"s&co" - a photo by Flickr user austinevan
Thoughts on media, culture, and the world-at-large bubbling up from the dusty corners of my cluttered mind
May 15, 2011
The Crew

Bridesmaids was marketed like a raunch-com centered on female friendship and the absurdities of weddings, but there's a whole lot more going on. The film's wide-ranging (and, to some, surprisingly cross-gender) appeal appeal is based on something far more universal.

Posted By Saralyn on/at 2/21/2010 06:42:00 PM

The last two weeks in my Visual Research Methods course, we've been exploring a variety of concepts and situations from the necessity of context in meaning construction and interpretation (through Geertz's seminal essay "Thick Description") and the possibility of a transgender gaze in film to the complexities of "looking" and pleasure in gay and lesbian media consumption and the body as performance. Each author, essay, and discussion reinforced the importance of understanding intertextuality and digging deeply when exploring visual culture.

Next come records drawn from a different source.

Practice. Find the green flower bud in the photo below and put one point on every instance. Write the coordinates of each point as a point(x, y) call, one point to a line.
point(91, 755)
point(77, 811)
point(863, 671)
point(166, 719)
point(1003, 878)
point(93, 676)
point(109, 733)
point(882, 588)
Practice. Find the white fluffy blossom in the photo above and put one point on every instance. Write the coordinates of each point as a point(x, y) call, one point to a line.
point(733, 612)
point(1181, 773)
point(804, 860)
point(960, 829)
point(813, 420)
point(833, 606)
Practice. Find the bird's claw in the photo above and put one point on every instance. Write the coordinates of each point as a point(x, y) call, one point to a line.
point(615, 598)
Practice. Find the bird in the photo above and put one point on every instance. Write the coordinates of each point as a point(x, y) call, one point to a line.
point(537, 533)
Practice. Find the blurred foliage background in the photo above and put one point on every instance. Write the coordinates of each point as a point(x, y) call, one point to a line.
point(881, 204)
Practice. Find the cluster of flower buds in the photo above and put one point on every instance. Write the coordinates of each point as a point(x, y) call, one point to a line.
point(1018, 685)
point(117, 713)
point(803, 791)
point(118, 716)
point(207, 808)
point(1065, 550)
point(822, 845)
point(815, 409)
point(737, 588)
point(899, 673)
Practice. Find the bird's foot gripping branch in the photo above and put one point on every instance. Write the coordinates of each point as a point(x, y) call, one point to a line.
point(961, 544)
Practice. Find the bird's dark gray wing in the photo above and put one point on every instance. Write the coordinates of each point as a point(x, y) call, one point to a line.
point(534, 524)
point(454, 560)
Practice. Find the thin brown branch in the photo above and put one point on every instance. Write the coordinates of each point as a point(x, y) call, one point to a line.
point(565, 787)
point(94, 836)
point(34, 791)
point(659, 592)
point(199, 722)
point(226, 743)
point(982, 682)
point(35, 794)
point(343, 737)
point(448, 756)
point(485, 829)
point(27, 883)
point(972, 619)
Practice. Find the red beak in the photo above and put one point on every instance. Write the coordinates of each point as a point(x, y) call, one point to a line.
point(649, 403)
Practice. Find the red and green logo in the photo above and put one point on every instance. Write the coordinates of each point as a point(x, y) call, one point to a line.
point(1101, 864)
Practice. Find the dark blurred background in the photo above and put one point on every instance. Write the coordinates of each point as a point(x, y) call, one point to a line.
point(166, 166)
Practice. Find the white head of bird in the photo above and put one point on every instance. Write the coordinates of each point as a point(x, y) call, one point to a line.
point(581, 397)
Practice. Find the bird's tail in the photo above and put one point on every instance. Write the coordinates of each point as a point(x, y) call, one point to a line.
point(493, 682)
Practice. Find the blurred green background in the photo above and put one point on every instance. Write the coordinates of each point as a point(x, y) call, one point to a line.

Take, for example, an image I ran across while surfing the web earlier today:

I was incensed when I first looked at the ad, as I am wont to become with women/weight loss/body image issues. "Why is this women thinking about weight loss?! She doesn't look like she needs to lose any weight!" Then I realized that there are a number of other things going on in this image I could pull out or investigate if I were to take to heart Geertz's writings and the concept of intertextuality:
1. "Mirror, Mirror" - Snow White, situating the ad in the Western world and connecting it to Disney. It's interesting because it is the insecure, evil Queen who is actually tied to those words and the gazing in the mirror. In doing so, she is confronted with the perfection of Snow White that she is measured against (and, inevitably, doomed to be judged lacking). Certainly, there is no connection there with the unattainable images of perfection women are presented with in media....
2. Medifast, doctor recommendations, etc - Medicalization of weight loss and the rise of procedures and devices like the Lap Band, surgeries, and even the carefully, "scientifically" "designed" nutrition programs that abound
3. Quick fix - Medifast. Even the name of the company plays on the "quick fix" orientation of American society (and, some would say, modern, Western society in general)
4. Feminization of weight loss - This ties largely back in with my initial reaction, but I think it's still significant to point out. You don't see any men on the Jenny Craig television ads, do you? Most of the Slimfast, Weight Watchers, and NutriSystem spots and ads are also largely populated by women (and the ones that have men seem to have a different feel to them). So, not only does the ad raise the question of "Why does this woman need to lose weight?" but the question "...and why is it a woman?"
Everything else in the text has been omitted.